We then construct a transition matrix from the network and apply the random walk with restart algorithm [20] to derive the reaching probabilities between any pair of genes.

Finally, we calculate \(P(N_{s})\) as the average reaching probabilities of the current gene to all seed genes (see Additional file 1: Section A of Supplementary Notes for details).

Bayes factor of a gene being an ASD risk gene

To reflect each gene’s strength of ASD association from a collection of functional annotations, we first identify ASD related biological processes and then summarize the ensemble evidence in a Bayes factor. We consider two forms of functional annotations: (1) binary annotation: presence/absence in biological processes previously implicated in ASD (e.g., genes involved in the developmental processes, which have been reported to be important in the pathogenesis of ASD [21]); and (2) continuous annotation: gene-level metrics (e.g., probability of being loss-of-function (LoF) intolerant (pLI) score [22]). We model binary and continuous annotations using Beta-Bernoulli and Normal-Inverse Gamma distributions, respectively [23]. We specify the prior distributions \(p(\varvec{\theta _{1}}|M_{1})\) and \(p(\varvec{\theta _{0}}|M_{0})\) via parametric Empirical Bayes approaches using seed and background genes (see Additional file 1: Section B of Supplementary Notes for details).

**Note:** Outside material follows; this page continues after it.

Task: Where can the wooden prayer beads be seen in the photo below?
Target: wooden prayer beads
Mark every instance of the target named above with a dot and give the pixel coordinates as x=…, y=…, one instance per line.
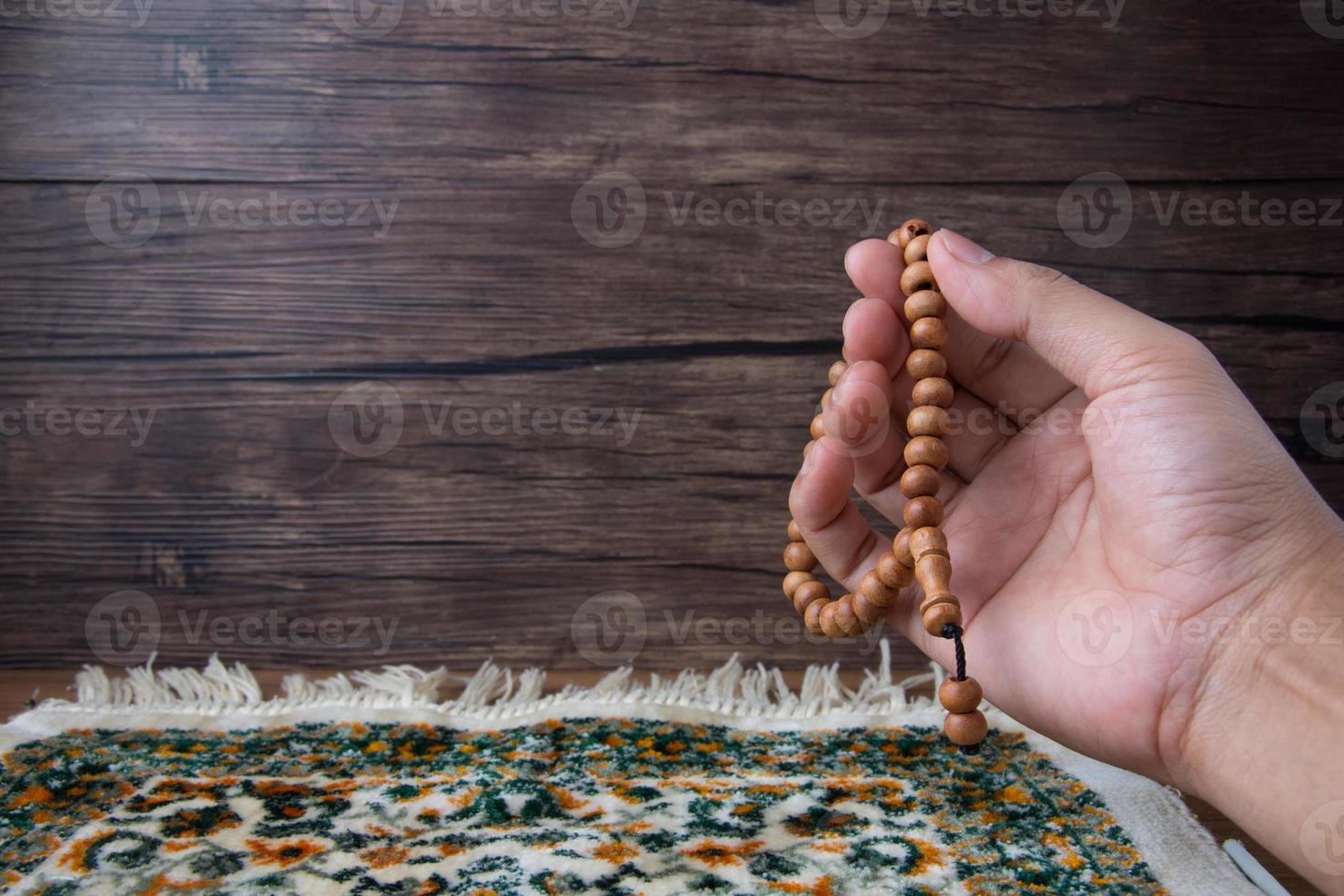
x=920, y=549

ASD related functional annotations

We initially collect 61 ASD related binary and continuous annotations from literature and then remove redundant or irrelevant annotations using seed and background genes. Specifically, we use Fisher’s exact test to identify binary annotations enriched for seed genes, and we use t-test to identify continuous annotations with significant differences between seed and background genes. The selected annotations consist of (1) biological processes implicated in ASD, e.g., genes encoding chromatin modifiers, (2) important regulatory targets, e.g., targets of FMRP, which is a polyribosome-associated RNA binding protein that plays important roles in synaptic function and neuronal plasticity, and (3) generic gene-level metrics, e.g., the pLI score; see Additional file 1: Table S1 for a complete list of annotations.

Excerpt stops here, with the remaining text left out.